Et l'on ne parlait plus que de lui dans le village. L'oncle du cordonnier Heurteau était parti jadis pour le Brésil ; on racontait qu'il était devenu roi chez les sauvages et dormait sur des lits luisants de diamants et d'or. Heurteau parlait volontiers de son oncle le Roi, qui lui écrivait, disait-il, des lettres très tendres et lui promettait sa succession, ce qui lui permettait de ne point toujours payer son dû chez les fournisseurs émerveillés. De tout le jour, il n'osa se montrer ; il croyait, comme beaucoup d'autres, avoir vu autrefois le visage de cet homme, et malgré qu'il n'ignorât point que son oncle ne pouvait être si jeune, il se sentait envahi par une appréhension qu'il ne parvenait pas à maîtriser.
Le voyageur traversa le village comme midi sonnait, acheta du pain et le mangea sur les marches de l'église. Malgré la saison, le soleil était chaud. La nuit, il avait gelé et la fontaine, sur la place, s'était prise ; à présent elle recommençait sa chanson monotone dans l'humble vasque. Le vieux chien du sacristain vint y tremper son museau dans le même temps que le voyageur y remplissait d'eau une sorte de calebasse. Celui-ci caressa l'animal, qui, l'ayant flairé, se frotta contre ses jambes et jappa d'aise trois fois. L'heure était douce ; sur le clocher, les corneilles profitaient du jour pour se quereller bruyamment ; les toits luisaient ; les pas d'un cheval et le grincement d'un char résonnaient dans l'air cristallin. L'homme écoutait, regardait. Bientôt, les curieux qui, cachés derrière leurs rideaux, ne laissaient se perdre aucun de ses gestes, le virent pleurer comme une Madeleine, accoudé à la fontaine, auprès de la cage où les oiseaux, charmés par le soleil, lustraient leurs ailes et voletaient.

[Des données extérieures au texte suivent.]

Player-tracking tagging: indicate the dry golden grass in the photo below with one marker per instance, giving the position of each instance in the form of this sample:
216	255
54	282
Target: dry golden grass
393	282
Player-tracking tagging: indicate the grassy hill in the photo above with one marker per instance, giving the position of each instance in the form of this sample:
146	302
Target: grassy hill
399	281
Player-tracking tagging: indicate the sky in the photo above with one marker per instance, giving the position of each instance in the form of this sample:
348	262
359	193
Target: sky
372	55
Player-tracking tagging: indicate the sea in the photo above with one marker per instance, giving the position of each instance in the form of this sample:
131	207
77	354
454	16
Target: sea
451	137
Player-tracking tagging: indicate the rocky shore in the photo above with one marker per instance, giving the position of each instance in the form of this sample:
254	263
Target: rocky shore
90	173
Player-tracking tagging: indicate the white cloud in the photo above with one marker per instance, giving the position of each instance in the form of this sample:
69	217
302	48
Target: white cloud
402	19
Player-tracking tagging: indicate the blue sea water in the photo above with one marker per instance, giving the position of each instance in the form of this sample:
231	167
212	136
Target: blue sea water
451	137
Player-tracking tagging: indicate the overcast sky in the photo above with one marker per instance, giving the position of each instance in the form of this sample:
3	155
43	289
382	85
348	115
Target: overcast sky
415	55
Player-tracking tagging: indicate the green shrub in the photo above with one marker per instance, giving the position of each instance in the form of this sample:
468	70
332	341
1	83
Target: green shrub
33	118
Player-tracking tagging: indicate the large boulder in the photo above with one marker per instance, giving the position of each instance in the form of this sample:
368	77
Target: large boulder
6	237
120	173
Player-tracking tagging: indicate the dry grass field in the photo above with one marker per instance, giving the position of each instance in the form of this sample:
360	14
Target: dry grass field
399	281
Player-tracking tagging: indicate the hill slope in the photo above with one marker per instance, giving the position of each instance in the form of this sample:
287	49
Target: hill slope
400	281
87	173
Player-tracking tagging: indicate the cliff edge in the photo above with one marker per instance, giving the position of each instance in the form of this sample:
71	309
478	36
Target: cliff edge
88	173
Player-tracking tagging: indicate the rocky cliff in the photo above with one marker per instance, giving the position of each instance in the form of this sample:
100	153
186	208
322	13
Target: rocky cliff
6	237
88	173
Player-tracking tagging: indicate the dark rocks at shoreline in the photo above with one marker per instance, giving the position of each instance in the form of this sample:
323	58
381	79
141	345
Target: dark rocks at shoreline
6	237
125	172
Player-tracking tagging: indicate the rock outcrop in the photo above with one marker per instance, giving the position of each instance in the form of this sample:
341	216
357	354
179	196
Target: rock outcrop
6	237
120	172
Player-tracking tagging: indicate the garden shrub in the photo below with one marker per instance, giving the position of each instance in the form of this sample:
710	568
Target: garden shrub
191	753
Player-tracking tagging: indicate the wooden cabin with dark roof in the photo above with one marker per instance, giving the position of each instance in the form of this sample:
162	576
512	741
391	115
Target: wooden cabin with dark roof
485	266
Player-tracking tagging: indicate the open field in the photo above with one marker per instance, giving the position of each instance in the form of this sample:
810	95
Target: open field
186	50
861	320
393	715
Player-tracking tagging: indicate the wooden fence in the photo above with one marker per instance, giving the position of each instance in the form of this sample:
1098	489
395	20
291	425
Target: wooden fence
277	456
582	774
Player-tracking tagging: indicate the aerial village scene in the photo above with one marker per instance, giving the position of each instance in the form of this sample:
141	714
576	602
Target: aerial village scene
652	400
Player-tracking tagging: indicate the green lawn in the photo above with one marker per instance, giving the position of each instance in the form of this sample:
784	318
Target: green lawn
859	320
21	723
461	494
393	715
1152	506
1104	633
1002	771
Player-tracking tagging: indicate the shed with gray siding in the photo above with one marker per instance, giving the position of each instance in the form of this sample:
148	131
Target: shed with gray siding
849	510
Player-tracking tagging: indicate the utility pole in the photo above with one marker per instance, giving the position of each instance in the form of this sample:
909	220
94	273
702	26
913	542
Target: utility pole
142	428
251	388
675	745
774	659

Puis il s'en fut par la route de la Gontrie. Il semblait très las ; parfois il s'asseyait sur le bord de la route, regardait les oiseaux, s'assurait qu'il avait bien dans sa poche un certain papier et se remettait en marche après quelque temps. Il atteignit la grille de la Gontrie, entra et, sans hésitation, se dirigea vers la demeure. Les chiens au chenil n'aboyèrent pas. L'horizon rougeâtre engloutissait déjà le soleil ; les arbres étaient immobiles et nus ; la nuit serait froide : sur la surface du bassin qui allait de nouveau se prendre, le travail silencieux de l'eau faisait courir de légers frissons circulaires ; les allées étaient couvertes de brindilles cassantes de sapins et de larges feuilles mortes de magnolias qui, sous les pas, craquaient ; c'était le règne de l'hiver, de la tristesse et du silence. Seules les fumées qui montaient droites du toit bas et large révélaient qu'on vivait là.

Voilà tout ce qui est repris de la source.